Table 3 Concentration and accumulation of N, P and K in the dry matter of maize, chickpeas and sorghum planted under two sowing methods, and compost, Sandovales, Aguascalientes, Mexico. 2013. 

In the treatment of 20 Mg/ha of manure it was observed an increase in the accumulation of N in MS compared to other treatments. The amount of P and K taken was the same for all the treatments.

In the treatment of 20 Mg/ha of manure accumulated over 74 kg N/ha than the control (Table 3), double of the 36 kg N ha^-1 reported by ^{Reta et al. (2007)}. Concentrations of P and K in the treatment of 20 Mg/ha of manure were similar to those observed in the other treatments, thus, increased extraction of these elements is due to higher dry matter yield (10.2 Mg/ha). The results suggest that, the positive effect of a triple bed sowing row on MS accumulation of aerial parts (Table 2) and the extraction of N (Table 3), was due to higher DM yield. These results were comparable with those reported in the literature for high density sowing (^{Guevara-Escobar et al., 2005}; ^{Reta et al., 2007}; ^{Salazar-Sosa et al., 2007}; ^{Soltero et al., 2010}; ^{Osuna et al., 2012}).

Conclusions

In the semiarid rainfed area in Aguascalientes, maize, sorghum and chickpea sowing for forage in beds of1.60 m at triple row increases the yield of BV and MS in 57 and 54% on average, compared to conventional sowing to 0.76 m.

Bed sowing at 1.60 m on triple row with row spacing of 0.40 m high plant density, is suitable for the production of fodder maize, sorghum and chickpea to capture rain in situ and vertical tillage under the conditions examined.

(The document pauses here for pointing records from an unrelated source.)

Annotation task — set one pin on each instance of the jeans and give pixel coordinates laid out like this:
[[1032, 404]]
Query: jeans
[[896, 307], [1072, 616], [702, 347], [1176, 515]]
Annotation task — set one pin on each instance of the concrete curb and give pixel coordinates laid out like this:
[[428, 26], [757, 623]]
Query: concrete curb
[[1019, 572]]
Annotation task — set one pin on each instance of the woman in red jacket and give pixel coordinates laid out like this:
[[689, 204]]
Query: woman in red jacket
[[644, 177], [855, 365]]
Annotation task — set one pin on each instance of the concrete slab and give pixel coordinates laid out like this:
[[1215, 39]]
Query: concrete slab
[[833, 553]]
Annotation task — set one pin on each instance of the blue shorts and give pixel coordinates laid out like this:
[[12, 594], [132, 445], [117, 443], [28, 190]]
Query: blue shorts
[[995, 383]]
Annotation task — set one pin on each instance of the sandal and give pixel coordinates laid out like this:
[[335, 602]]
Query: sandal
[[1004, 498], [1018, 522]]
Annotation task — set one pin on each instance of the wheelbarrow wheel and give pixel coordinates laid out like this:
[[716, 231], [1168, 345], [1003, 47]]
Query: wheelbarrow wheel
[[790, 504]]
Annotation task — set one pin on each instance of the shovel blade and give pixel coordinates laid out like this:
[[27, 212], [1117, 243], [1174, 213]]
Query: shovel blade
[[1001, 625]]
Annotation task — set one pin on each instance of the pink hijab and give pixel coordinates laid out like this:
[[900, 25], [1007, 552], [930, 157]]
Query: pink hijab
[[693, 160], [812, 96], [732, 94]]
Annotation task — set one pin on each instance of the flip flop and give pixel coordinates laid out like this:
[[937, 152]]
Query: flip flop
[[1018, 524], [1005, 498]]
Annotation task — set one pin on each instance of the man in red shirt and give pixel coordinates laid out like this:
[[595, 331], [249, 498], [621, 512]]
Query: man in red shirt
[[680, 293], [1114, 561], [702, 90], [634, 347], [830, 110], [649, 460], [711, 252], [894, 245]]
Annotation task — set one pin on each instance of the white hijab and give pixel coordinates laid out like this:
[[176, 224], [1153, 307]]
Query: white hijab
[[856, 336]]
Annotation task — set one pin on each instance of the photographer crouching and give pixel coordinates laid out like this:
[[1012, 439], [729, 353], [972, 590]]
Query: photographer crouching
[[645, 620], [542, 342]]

Continuous application of 10 and 20 Mg ha^-1 of manure had a positive effect on some physical and chemical properties of the soil, as ρb, ƒt, La, So, the content of MO and NO3. Maize, sorghum and chickpea established in soil with 10 and 20 Mg ha^-1 of manure showed a high yield of BV and MS. The addition of manure along with the acquisition in situ of rainwater modified the water-soil-plant system by providing nutrients and reducing negative effects of water deficit stress system, which could be observed by the positive effects on performance BV and MS.